Date of Award
Doctor of Philosophy (PhD)
The call for engaging undergraduate students in internships is getting louder, not fading away. Undergraduate students are increasingly faced with experiential learning requirements that complement their studies and provide real world experience to increase marketability when looking for a job. This qualitative research study explores the experience of interns from racially minoritized populations to gain understanding of how racial microaggressions are experienced at this unique time. Research has shown that racial microaggressions are experienced in school environments (Beasley as reported in Jones, 2013; Burns, 2014; Davila, 2014; Solorzano, Ceja, & Yosso, 2000) and workplace environments (Flores, 2013; Gardner & Tyson, 1994), thus this research study assumed that racial microaggressions would occur during internships.
Using hermeneutic phenomenology as a methodology, the researcher interviewed six participants twice to investigate their experiences with racism and racial microaggressions experienced during their internships. The interview transcripts were analyzed using Interpretive Phenomenological Analysis (IPA) to code and develop themes across participant descriptions (Smith, Flowers, & Larkin, 2009).
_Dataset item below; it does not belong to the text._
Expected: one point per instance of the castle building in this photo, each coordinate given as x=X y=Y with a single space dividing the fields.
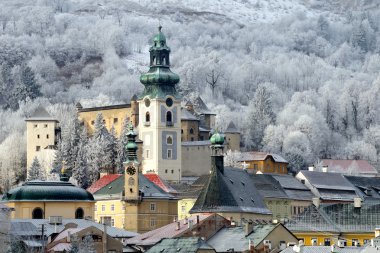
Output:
x=130 y=200
x=42 y=134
Four prevalent themes emerged from the data: (1) subtle racial microaggressions, (2) environmental racial microaggressions, (3) microassaults, and (4) absence of racial microaggressions. The absence of racial microaggressions is included in the findings to include all participant experiences and provide another dimension into the intern experience. The theme of subtle racial microaggressions includes two additional topics to address participant questioning and confusion: (1) attributional ambiguity and (2) intersectionality.
The findings of this research study have implications for the practice of intern programs: (1) internship seminar curricula changes to increase opportunities for interns from minoritized populations to explore how racial microaggressions experienced affect their sense of self and their experience; (2) training in identifying and responding to interns who have experienced racial microaggressions; and (3) training for internship supervisors to become more attuned to how racial microaggressions or issues of race may play out for interns from minoritized populations.
Marshall, Diana M., "“Missing a Crucial Asset”: Minoritized Students’ Experiences of Race and Racism During the Internship" (2016). Open Access Dissertations. Paper 460.